A technology startup, CodeCraft, set out to create an online platform to streamline coding interviews and assessments for software developers. The platform needed to handle various services such as user authentication, coding problem design, code execution, assessment management, and media recording for interviews. To build a robust and scalable backend, CodeCraft utilized Django Rest Framework (DRF) for the API services, containerized the entire infrastructure, and deployed it on Kubernetes using Helm for orchestration. The platform was hosted on AWS Elastic Kubernetes Service (EKS), with observability enabled via Grafana, Prometheus, and Loki.
Team Size
6 MembersDuration
3 monthsPlatform
React Native, FirebaseThe platform needed to have multiple backend services, including user authentication, coding execution, problem design, and media services, while maintaining smooth communication between them.
The system had to handle high traffic, particularly during peak interview seasons, while providing real-time coding execution and video interview recording.
To ensure reliable operation of the platform, there needed to be real-time monitoring of services and efficient log management for debugging and performance analysis.
The platform required a media service that could record live coding interviews between candidates and interviewers.
Authentication Service
Built using DRF, the authentication service managed user registration, login, password resets, and user roles. JWT (JSON Web Tokens) were used for secure and stateless authentication, enabling seamless session management across the microservices.
Coding Problem Design Service
This service allowed administrators and content creators to define coding problems, categorize them by difficulty, and provide sample input/output data. DRF’s flexible serialization helped create, update, and manage problem metadata efficiently.
Code Execution Service
The core feature of the platform, this service allowed users to execute code in multiple programming languages in a sandboxed environment. Code execution was handled by isolated Docker containers for security, with the service providing results such as test case success or failure.
Assessment Service
This service facilitated the creation and management of coding assessments, assigning problems to candidates, and tracking their performance in real-time. The service also recorded test submissions and graded them automatically.
Media Service (Video Interview Recording)
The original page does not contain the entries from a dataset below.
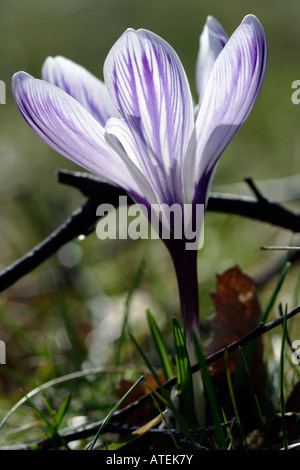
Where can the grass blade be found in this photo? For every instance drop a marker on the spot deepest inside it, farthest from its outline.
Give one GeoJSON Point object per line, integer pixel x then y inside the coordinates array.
{"type": "Point", "coordinates": [231, 392]}
{"type": "Point", "coordinates": [136, 282]}
{"type": "Point", "coordinates": [165, 360]}
{"type": "Point", "coordinates": [218, 433]}
{"type": "Point", "coordinates": [113, 411]}
{"type": "Point", "coordinates": [184, 374]}
{"type": "Point", "coordinates": [281, 384]}
{"type": "Point", "coordinates": [254, 396]}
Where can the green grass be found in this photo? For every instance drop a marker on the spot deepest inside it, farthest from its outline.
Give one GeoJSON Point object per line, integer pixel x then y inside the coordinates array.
{"type": "Point", "coordinates": [52, 319]}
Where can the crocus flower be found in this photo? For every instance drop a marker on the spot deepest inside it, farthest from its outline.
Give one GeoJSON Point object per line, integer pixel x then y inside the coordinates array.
{"type": "Point", "coordinates": [141, 130]}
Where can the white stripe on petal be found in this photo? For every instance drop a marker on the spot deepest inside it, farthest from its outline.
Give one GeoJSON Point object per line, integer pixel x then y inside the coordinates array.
{"type": "Point", "coordinates": [68, 128]}
{"type": "Point", "coordinates": [211, 43]}
{"type": "Point", "coordinates": [148, 84]}
{"type": "Point", "coordinates": [232, 89]}
{"type": "Point", "coordinates": [82, 85]}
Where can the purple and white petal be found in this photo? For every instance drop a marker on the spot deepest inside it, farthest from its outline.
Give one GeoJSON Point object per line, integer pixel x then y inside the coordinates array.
{"type": "Point", "coordinates": [82, 85]}
{"type": "Point", "coordinates": [119, 136]}
{"type": "Point", "coordinates": [149, 87]}
{"type": "Point", "coordinates": [69, 129]}
{"type": "Point", "coordinates": [231, 92]}
{"type": "Point", "coordinates": [211, 43]}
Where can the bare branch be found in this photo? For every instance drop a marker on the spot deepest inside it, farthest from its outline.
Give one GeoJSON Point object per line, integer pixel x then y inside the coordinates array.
{"type": "Point", "coordinates": [83, 220]}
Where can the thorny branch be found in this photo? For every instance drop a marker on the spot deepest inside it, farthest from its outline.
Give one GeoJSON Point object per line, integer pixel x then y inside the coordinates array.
{"type": "Point", "coordinates": [83, 220]}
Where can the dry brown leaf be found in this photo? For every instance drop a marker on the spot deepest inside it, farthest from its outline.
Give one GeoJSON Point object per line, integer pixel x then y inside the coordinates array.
{"type": "Point", "coordinates": [237, 313]}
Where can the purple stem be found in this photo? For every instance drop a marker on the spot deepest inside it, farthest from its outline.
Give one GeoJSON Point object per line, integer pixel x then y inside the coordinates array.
{"type": "Point", "coordinates": [185, 263]}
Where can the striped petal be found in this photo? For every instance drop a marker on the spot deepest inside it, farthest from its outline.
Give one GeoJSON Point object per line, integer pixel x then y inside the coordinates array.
{"type": "Point", "coordinates": [232, 89]}
{"type": "Point", "coordinates": [211, 43]}
{"type": "Point", "coordinates": [149, 87]}
{"type": "Point", "coordinates": [69, 129]}
{"type": "Point", "coordinates": [82, 85]}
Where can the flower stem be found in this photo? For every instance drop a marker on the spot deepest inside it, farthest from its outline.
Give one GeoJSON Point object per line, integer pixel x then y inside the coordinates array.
{"type": "Point", "coordinates": [185, 263]}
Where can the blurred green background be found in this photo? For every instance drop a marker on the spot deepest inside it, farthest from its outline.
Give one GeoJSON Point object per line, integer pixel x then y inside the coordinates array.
{"type": "Point", "coordinates": [68, 313]}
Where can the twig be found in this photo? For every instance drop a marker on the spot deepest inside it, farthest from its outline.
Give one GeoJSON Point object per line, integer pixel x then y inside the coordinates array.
{"type": "Point", "coordinates": [83, 220]}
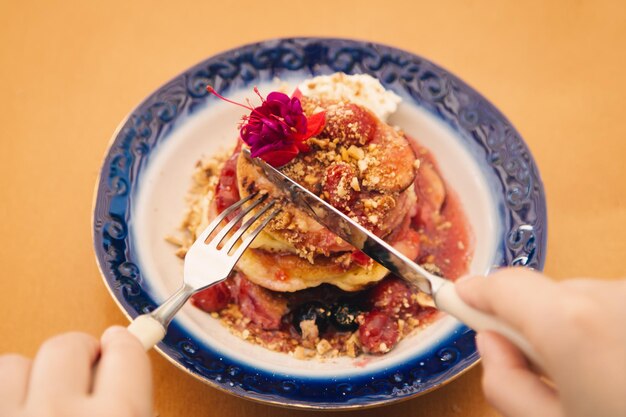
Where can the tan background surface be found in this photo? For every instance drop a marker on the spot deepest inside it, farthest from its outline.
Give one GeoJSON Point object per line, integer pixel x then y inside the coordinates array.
{"type": "Point", "coordinates": [71, 70]}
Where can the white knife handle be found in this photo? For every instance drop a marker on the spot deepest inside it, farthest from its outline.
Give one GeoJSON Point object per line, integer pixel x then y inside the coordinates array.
{"type": "Point", "coordinates": [448, 300]}
{"type": "Point", "coordinates": [148, 330]}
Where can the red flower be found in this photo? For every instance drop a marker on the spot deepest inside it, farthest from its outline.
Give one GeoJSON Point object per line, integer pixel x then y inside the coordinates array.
{"type": "Point", "coordinates": [276, 130]}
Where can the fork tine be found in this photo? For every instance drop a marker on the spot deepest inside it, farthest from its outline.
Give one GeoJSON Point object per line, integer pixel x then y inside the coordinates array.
{"type": "Point", "coordinates": [248, 240]}
{"type": "Point", "coordinates": [216, 222]}
{"type": "Point", "coordinates": [233, 240]}
{"type": "Point", "coordinates": [235, 220]}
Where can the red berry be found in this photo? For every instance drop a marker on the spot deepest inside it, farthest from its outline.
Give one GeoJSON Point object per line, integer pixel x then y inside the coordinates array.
{"type": "Point", "coordinates": [227, 190]}
{"type": "Point", "coordinates": [337, 186]}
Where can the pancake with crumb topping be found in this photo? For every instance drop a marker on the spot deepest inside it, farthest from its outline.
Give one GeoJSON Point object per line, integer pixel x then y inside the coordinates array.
{"type": "Point", "coordinates": [361, 166]}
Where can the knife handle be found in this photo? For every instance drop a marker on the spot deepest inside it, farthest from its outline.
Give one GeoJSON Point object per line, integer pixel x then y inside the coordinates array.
{"type": "Point", "coordinates": [448, 300]}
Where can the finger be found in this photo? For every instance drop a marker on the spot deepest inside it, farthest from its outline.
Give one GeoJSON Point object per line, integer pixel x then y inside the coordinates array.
{"type": "Point", "coordinates": [15, 371]}
{"type": "Point", "coordinates": [508, 383]}
{"type": "Point", "coordinates": [518, 296]}
{"type": "Point", "coordinates": [124, 371]}
{"type": "Point", "coordinates": [63, 367]}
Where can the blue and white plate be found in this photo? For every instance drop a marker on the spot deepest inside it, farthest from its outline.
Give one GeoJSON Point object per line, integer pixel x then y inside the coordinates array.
{"type": "Point", "coordinates": [147, 173]}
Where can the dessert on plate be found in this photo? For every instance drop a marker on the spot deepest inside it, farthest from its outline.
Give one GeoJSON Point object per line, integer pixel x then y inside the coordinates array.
{"type": "Point", "coordinates": [299, 288]}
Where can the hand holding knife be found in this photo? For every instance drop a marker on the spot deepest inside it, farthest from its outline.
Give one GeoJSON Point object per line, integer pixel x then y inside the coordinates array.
{"type": "Point", "coordinates": [443, 291]}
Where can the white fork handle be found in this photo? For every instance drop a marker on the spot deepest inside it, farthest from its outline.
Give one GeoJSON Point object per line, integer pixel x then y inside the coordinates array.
{"type": "Point", "coordinates": [448, 300]}
{"type": "Point", "coordinates": [148, 330]}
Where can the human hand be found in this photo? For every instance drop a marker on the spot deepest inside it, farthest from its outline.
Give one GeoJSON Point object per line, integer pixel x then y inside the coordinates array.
{"type": "Point", "coordinates": [74, 375]}
{"type": "Point", "coordinates": [578, 328]}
Leveraging AWS Chime SDK, this service enabled real-time video conferencing between candidates and interviewers. It supported recording and storing video/audio streams for future review. AWS Chime handled the video processing while the backend managed interview session metadata and file storage.
Consistency
Each service (authentication, problem design, code execution, assessment, and media) was containerized using Docker.
Docker allowed the team to manage dependencies for each service
independently, ensuring that updates to one service didn’t affect
others.
AWS EKS (Elastic Kubernetes Service)
All microservices were deployed on AWS EKS, which provided the scalability and resilience required for the platform. Kubernetes allowed automatic scaling of the code execution and assessment services based on traffic loads, particularly during high-traffic periods like university recruiting seasons.
Helm for Deployment
Helm charts were used to manage Kubernetes deployments. Each service had its own Helm chart, enabling streamlined updates and rollbacks. Helm also facilitated the management of configurations, secrets, and environment variables.
Persistent Storage and Load Balancing
AWS EKS provided built-in load balancing and persistent storage for databases (managed via AWS RDS for PostgreSQL) and media files (stored in AWS S3).
Real-Time Alerts and Metrics
Prometheus was integrated with the
Kubernetes cluster to collect real-time metrics on CPU usage,
memory consumption, request latency, and service health across the
microservices.
Grafana dashboards were used for real-time visual monitoring of
service performance, helping the DevOps team quickly identify and
resolve performance bottlenecks or service disruptions.
Alerts were configured for key metrics such as high memory usage
in the code execution service, ensuring prompt action could be
taken before issues escalated.
Centralized Logging
Loki was used to aggregate and manage logs
across the entire platform. Logs from all services (e.g., user
actions, code submissions, API errors, and system events) were
streamed to Loki, where they could be searched and analyzed in
real time.
Centralized logging allowed the team to debug issues quickly,
trace specific requests, and identify patterns in errors or
performance issues.
Good Documentation
All REST API services followed the JSON:API
specification to ensure consistency and compatibility across
endpoints, with predictable request and response structures.
The API endpoints were fully documented using Swagger, which
automatically generated API documentation that developers could
use to test and interact with the services. Swagger’s UI provided
easy access to all endpoints, including authentication, problem
management, and assessment workflows.
By leveraging Django Rest Framework, Kubernetes, and AWS EKS, CodeCraft successfully built a scalable, secure, and feature-rich platform for coding assessments and interviews. The use of Docker for containerization, Helm for deployment, and a microservices architecture enabled the platform to scale efficiently and handle complex workflows like real-time code execution and video interviews. With strong monitoring, observability, and logging through Prometheus, Grafana, and Loki, CodeCraft ensured high availability and quick recovery from potential issues. This architecture provided a robust, cost-effective solution for the company’s technical interviewing and assessment needs.